Сегодня у Влашека с утра ничего не ладилось. Сначала разругался с женой из-за непропечённой ковриги, а когда стервоза принялась бить посуду, плюнул на всё и ушёл в поле. Но и там не везло — коса как заговорённая врезалась в землю, да так, что поломался черенок. Потом конь («У, мешок травяной!» — у Влашека даже сейчас кулаки зачесались), когда его запрягали, ухитрился укусить хозяина. И в довершение всех напастей — будто этого было мало! — после третьей… нет, четвёртой кружки проиграл в кости Яну-закорючке пять менок. Пять менок!

Он мрачно закряхтел, прикидывая, как встретит это известие жена, и даже малость протрезвел, но только самую малость. Впрочем, и этого оказалось достаточно, чтобы разглядеть одинокого странника, остановившегося неподалёку.

Влашеку до смерти хотелось кого-нибудь поколотить.

Путник, остановившись, улыбнулся, не разжимая губ. Кивнул:

— Вечер добрый.

— Для кого добрый, а для кого и не очень, — буркнул Влашек, почёсывая волосатой рукой потную красную шею. — Откуда путь держишь и куда?

— Иду издалёка. — Парень мотнул вихрастой рыжей головой в сторону гор. — А куда — судьба подскажет. Заночевать тут у вас хочу, а может, и пожить с недельку.
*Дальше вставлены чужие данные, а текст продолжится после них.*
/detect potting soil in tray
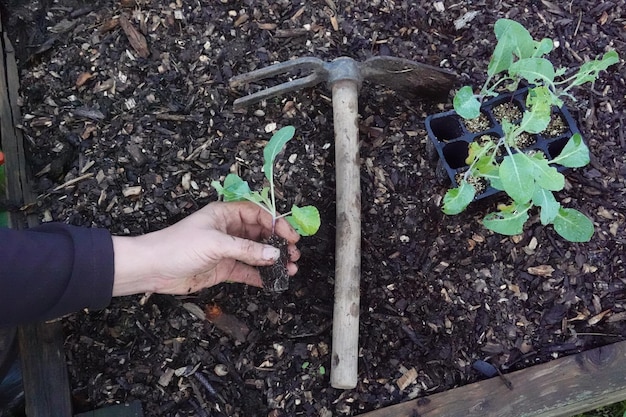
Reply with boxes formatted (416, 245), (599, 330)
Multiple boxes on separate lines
(425, 87), (580, 200)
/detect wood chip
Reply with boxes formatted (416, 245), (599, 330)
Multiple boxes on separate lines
(396, 368), (417, 391)
(587, 309), (611, 326)
(526, 265), (554, 277)
(119, 15), (150, 58)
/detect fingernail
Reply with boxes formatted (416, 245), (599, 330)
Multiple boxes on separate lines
(263, 246), (280, 261)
Сеновал да хлеба ломоть — мне многого не надо. Если что, отработаю. Работы я не боюсь, вот только…

— Что «только»? — ехидно осведомился Влашек.

— Ничего. Может, чего подскажешь?

Влашек ухмыльнулся, подбоченился и, оглянувшись на своих дружков, стоявших у крыльца, объявил во всеуслышание:

— За проход в Чедовуху платить надобно — приказ такой вышел, ежели не слыхал. А не хочешь — ходи стороной. Так что плати. Две менки.

Улыбка юноши стала холодной. Казалось, улыбаются одни глаза — сжатые в усмешке губы не сулили ничего хорошего.